Un detenuto egiziano di 30 anni, recluso nel carcere di Caltanissetta, si è suicidato impiccandosi con le lenzuola alla grata della cella. L’uomo, in carcere dal 2014, avrebbe finito di scontare la pena nel 2018. Il magistrato di sorveglianza aveva da poco rigettato la sua richiesta di espulsione. Quello di oggi è l’undicesimo suicidio di detenuti dall’inizio dell’anno.
«L’uomo che si è impiccato nella cella stanotte era arrivato a Caltanissetta dal carcere di S. Cataldo, dove si era reso protagonista di più eventi che avevano turbato l’ordine e la sicurezza interna – il segretario generale del Sappe Donato Capece – . Proprio ieri gli era stata negata l’estradizione al suo Paese, ma non è accertato che questo possa avere attinenza con il grave gesto di cui si è reso responsabile. Sappiamo che ha lasciato un messaggio, ma è massimo il riserbo sui contenuti. I quattro detenuti suicidi tra le sbarre di altrettanti detenuti in una settimana sono il segno tangibile di come i problemi sociali e umani permangono nelle carceri del Paese, nonostante l’attenzione e la vigilanza del personale di Polizia Penitenziaria, spesso lasciato solo a gestire queste situazioni di emergenza».
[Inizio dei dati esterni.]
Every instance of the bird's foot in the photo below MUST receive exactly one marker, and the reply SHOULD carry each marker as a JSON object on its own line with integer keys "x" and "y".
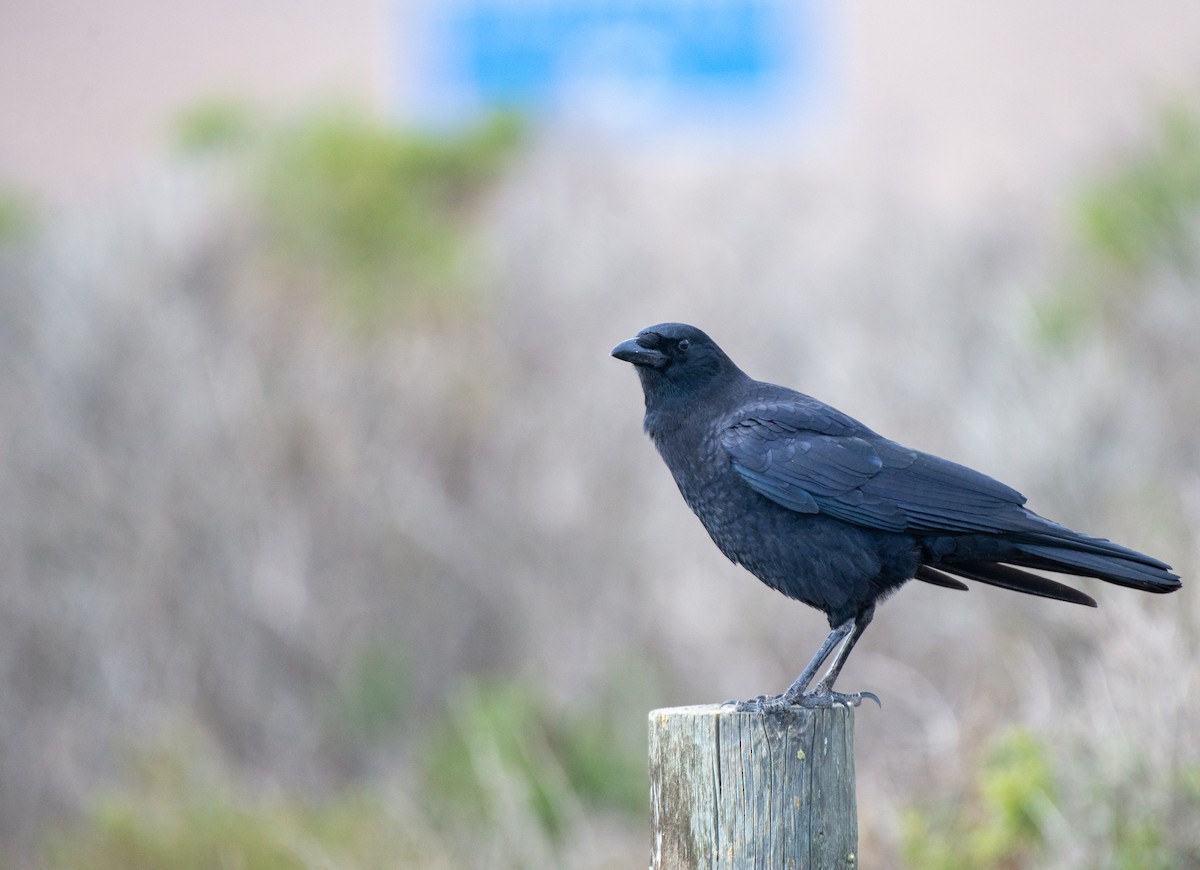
{"x": 760, "y": 705}
{"x": 816, "y": 699}
{"x": 837, "y": 699}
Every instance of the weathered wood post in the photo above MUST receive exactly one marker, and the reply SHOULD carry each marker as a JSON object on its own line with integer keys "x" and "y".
{"x": 732, "y": 791}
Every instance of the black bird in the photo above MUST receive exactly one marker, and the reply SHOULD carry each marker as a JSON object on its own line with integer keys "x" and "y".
{"x": 832, "y": 514}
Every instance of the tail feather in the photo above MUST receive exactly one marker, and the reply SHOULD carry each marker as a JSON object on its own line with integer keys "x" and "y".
{"x": 936, "y": 577}
{"x": 1146, "y": 574}
{"x": 1050, "y": 547}
{"x": 1008, "y": 577}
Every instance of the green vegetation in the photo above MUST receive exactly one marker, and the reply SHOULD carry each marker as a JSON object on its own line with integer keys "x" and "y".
{"x": 1001, "y": 821}
{"x": 499, "y": 761}
{"x": 359, "y": 213}
{"x": 1000, "y": 825}
{"x": 173, "y": 816}
{"x": 216, "y": 125}
{"x": 16, "y": 214}
{"x": 376, "y": 694}
{"x": 377, "y": 215}
{"x": 1140, "y": 217}
{"x": 1147, "y": 210}
{"x": 502, "y": 744}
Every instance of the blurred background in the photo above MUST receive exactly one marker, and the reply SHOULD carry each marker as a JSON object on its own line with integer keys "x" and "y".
{"x": 329, "y": 534}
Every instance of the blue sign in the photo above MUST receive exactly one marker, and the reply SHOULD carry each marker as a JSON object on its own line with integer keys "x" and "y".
{"x": 621, "y": 64}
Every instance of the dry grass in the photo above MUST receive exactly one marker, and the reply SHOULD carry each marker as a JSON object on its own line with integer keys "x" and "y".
{"x": 216, "y": 503}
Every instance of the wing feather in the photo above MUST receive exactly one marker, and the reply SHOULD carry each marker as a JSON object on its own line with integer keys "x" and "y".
{"x": 810, "y": 459}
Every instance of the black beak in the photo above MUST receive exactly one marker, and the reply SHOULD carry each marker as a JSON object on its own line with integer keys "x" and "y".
{"x": 631, "y": 352}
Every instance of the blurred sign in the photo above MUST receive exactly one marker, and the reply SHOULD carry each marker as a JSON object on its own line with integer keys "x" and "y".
{"x": 619, "y": 64}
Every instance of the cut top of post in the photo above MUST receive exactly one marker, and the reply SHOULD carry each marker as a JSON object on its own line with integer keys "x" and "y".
{"x": 748, "y": 790}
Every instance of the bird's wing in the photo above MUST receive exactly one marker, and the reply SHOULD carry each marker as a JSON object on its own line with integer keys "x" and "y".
{"x": 811, "y": 459}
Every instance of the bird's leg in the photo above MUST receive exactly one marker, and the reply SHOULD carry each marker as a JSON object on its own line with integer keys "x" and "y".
{"x": 822, "y": 694}
{"x": 796, "y": 690}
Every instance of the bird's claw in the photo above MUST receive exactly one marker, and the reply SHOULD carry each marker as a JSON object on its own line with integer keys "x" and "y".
{"x": 837, "y": 699}
{"x": 813, "y": 700}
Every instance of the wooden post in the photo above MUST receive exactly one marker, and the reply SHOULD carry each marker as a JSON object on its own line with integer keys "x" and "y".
{"x": 733, "y": 791}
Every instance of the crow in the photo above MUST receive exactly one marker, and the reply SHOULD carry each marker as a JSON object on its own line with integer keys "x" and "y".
{"x": 829, "y": 513}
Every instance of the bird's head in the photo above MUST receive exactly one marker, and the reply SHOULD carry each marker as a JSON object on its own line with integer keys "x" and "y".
{"x": 673, "y": 359}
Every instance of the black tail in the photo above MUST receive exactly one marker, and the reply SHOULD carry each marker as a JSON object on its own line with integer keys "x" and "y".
{"x": 990, "y": 561}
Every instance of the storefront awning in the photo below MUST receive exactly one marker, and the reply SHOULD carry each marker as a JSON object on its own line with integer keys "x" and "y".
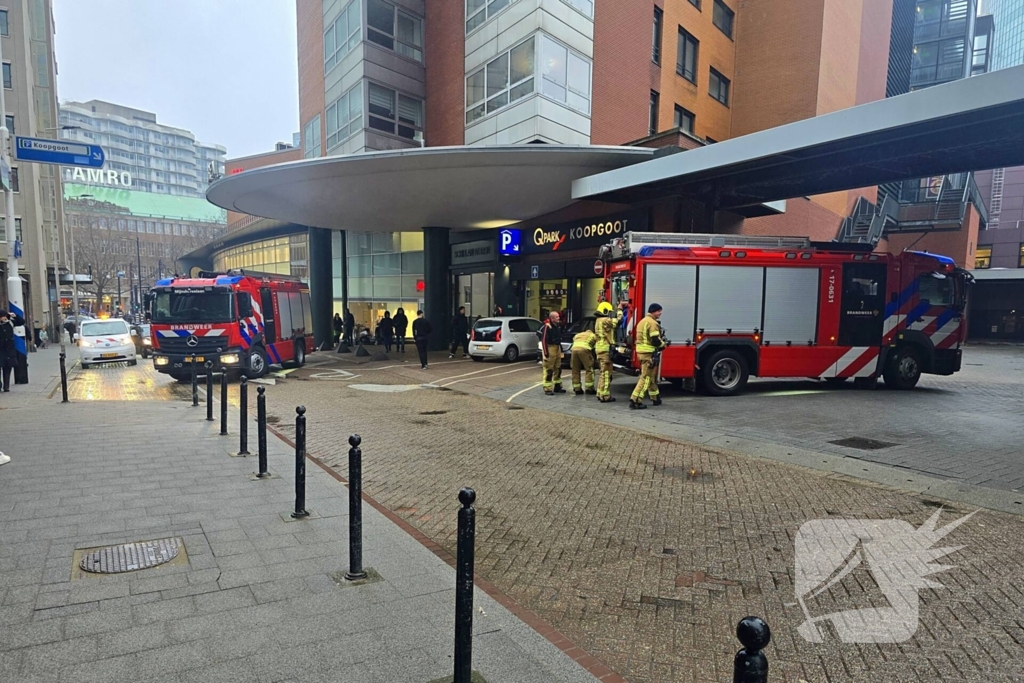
{"x": 459, "y": 187}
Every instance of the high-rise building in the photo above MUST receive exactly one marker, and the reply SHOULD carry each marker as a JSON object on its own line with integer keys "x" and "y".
{"x": 30, "y": 93}
{"x": 141, "y": 154}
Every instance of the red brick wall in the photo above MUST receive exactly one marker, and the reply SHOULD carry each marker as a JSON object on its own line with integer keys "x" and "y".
{"x": 622, "y": 62}
{"x": 444, "y": 50}
{"x": 309, "y": 14}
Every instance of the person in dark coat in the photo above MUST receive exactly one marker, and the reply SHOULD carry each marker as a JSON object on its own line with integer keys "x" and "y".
{"x": 338, "y": 326}
{"x": 400, "y": 327}
{"x": 386, "y": 329}
{"x": 460, "y": 333}
{"x": 349, "y": 326}
{"x": 8, "y": 350}
{"x": 421, "y": 336}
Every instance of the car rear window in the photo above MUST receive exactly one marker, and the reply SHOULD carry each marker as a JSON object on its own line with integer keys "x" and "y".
{"x": 104, "y": 328}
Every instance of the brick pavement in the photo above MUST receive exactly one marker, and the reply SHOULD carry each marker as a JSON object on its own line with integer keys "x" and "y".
{"x": 257, "y": 599}
{"x": 645, "y": 551}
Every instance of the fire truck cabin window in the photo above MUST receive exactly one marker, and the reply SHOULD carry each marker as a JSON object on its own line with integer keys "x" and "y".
{"x": 193, "y": 307}
{"x": 936, "y": 289}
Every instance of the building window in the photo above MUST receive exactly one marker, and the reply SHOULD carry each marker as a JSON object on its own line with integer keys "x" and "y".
{"x": 504, "y": 80}
{"x": 583, "y": 6}
{"x": 686, "y": 56}
{"x": 722, "y": 17}
{"x": 391, "y": 112}
{"x": 394, "y": 30}
{"x": 655, "y": 53}
{"x": 311, "y": 138}
{"x": 342, "y": 36}
{"x": 652, "y": 114}
{"x": 684, "y": 120}
{"x": 344, "y": 117}
{"x": 478, "y": 11}
{"x": 719, "y": 87}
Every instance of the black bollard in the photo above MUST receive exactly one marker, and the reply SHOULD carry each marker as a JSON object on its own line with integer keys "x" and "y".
{"x": 300, "y": 463}
{"x": 355, "y": 509}
{"x": 261, "y": 431}
{"x": 64, "y": 378}
{"x": 464, "y": 588}
{"x": 209, "y": 390}
{"x": 751, "y": 665}
{"x": 223, "y": 403}
{"x": 244, "y": 419}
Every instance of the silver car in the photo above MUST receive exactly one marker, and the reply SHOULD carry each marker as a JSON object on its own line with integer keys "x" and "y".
{"x": 509, "y": 337}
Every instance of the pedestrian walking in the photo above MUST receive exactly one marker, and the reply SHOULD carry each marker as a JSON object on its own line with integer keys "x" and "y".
{"x": 460, "y": 333}
{"x": 400, "y": 327}
{"x": 349, "y": 326}
{"x": 387, "y": 331}
{"x": 8, "y": 351}
{"x": 421, "y": 336}
{"x": 338, "y": 326}
{"x": 604, "y": 328}
{"x": 582, "y": 361}
{"x": 551, "y": 350}
{"x": 649, "y": 343}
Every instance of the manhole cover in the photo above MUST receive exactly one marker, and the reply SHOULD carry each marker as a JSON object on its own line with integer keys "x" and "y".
{"x": 862, "y": 443}
{"x": 130, "y": 556}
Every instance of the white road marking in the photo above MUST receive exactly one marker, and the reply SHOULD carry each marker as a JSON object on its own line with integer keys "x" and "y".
{"x": 519, "y": 393}
{"x": 509, "y": 372}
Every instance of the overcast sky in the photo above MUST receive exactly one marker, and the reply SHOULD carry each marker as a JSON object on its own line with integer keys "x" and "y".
{"x": 225, "y": 70}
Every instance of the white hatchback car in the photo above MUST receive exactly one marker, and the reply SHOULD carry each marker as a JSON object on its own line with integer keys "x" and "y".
{"x": 504, "y": 337}
{"x": 105, "y": 341}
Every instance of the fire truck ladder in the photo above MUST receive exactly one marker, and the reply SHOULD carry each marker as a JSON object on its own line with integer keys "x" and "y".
{"x": 635, "y": 241}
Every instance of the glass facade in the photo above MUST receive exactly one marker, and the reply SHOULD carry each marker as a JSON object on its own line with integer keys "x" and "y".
{"x": 287, "y": 256}
{"x": 385, "y": 272}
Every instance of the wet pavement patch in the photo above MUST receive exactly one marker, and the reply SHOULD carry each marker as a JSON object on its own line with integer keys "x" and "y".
{"x": 862, "y": 443}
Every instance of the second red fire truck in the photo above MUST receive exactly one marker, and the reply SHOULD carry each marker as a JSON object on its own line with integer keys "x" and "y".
{"x": 238, "y": 321}
{"x": 736, "y": 306}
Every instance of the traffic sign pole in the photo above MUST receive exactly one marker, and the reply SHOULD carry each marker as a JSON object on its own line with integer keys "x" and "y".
{"x": 15, "y": 300}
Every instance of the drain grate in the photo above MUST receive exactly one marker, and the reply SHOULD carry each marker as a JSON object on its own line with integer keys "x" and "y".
{"x": 862, "y": 443}
{"x": 130, "y": 556}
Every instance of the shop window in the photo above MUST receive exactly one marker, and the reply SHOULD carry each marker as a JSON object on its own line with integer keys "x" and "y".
{"x": 983, "y": 258}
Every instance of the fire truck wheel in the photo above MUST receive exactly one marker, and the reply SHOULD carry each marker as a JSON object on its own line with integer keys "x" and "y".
{"x": 903, "y": 369}
{"x": 725, "y": 373}
{"x": 257, "y": 364}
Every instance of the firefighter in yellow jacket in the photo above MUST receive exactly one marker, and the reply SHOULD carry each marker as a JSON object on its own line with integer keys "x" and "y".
{"x": 649, "y": 342}
{"x": 583, "y": 359}
{"x": 604, "y": 327}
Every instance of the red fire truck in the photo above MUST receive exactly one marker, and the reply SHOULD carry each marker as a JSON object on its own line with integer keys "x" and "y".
{"x": 239, "y": 319}
{"x": 736, "y": 306}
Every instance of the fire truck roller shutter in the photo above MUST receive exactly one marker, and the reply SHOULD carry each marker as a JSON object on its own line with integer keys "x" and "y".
{"x": 675, "y": 288}
{"x": 730, "y": 298}
{"x": 791, "y": 305}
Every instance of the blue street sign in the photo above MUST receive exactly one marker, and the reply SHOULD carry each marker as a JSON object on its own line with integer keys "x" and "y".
{"x": 508, "y": 242}
{"x": 58, "y": 152}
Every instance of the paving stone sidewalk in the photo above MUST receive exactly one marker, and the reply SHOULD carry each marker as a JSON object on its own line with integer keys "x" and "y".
{"x": 258, "y": 598}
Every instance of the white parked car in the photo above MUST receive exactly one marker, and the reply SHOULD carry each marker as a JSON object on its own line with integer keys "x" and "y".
{"x": 504, "y": 337}
{"x": 105, "y": 341}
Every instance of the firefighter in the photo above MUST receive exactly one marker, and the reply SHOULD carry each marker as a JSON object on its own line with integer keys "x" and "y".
{"x": 551, "y": 349}
{"x": 583, "y": 359}
{"x": 605, "y": 327}
{"x": 649, "y": 343}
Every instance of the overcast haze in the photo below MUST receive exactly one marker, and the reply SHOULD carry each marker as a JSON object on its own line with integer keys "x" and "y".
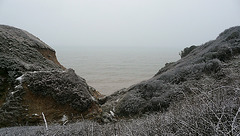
{"x": 162, "y": 23}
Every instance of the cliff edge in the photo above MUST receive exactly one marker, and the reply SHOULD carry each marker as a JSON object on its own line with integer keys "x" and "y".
{"x": 32, "y": 82}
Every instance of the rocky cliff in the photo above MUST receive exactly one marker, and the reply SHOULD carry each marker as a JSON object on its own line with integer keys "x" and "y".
{"x": 213, "y": 64}
{"x": 32, "y": 81}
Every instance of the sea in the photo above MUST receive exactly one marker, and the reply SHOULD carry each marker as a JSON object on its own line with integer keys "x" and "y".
{"x": 109, "y": 69}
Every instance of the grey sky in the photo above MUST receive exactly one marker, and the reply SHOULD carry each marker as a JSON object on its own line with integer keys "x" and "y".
{"x": 162, "y": 23}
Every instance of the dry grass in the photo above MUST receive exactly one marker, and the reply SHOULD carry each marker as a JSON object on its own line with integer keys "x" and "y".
{"x": 214, "y": 112}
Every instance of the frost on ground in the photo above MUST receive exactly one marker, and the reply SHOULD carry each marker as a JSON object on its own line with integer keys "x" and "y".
{"x": 213, "y": 112}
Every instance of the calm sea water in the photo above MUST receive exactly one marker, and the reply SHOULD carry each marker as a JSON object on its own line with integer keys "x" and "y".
{"x": 109, "y": 69}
Il suicidio, aggiunge il sindacalista, «è spesso la causa più comune di morte nelle carceri: gli istituti penitenziari hanno l’obbligo di preservare la salute e la sicurezza dei detenuti, e l’Italia è certamente all’avanguardia per quanto concerne la normativa finalizzata a prevenire questi gravi eventi critici. Ma il suicidio di un detenuto – conclude Capece – rappresenta un forte agente stressogeno per il personale di polizia e per gli altri detenuti. Per queste ragioni un programma di prevenzione del suicidio e l’organizzazione di un servizio d’intervento efficace sono misure utili non solo per i detenuti ma anche per l’intero istituto dove questi vengono implementati».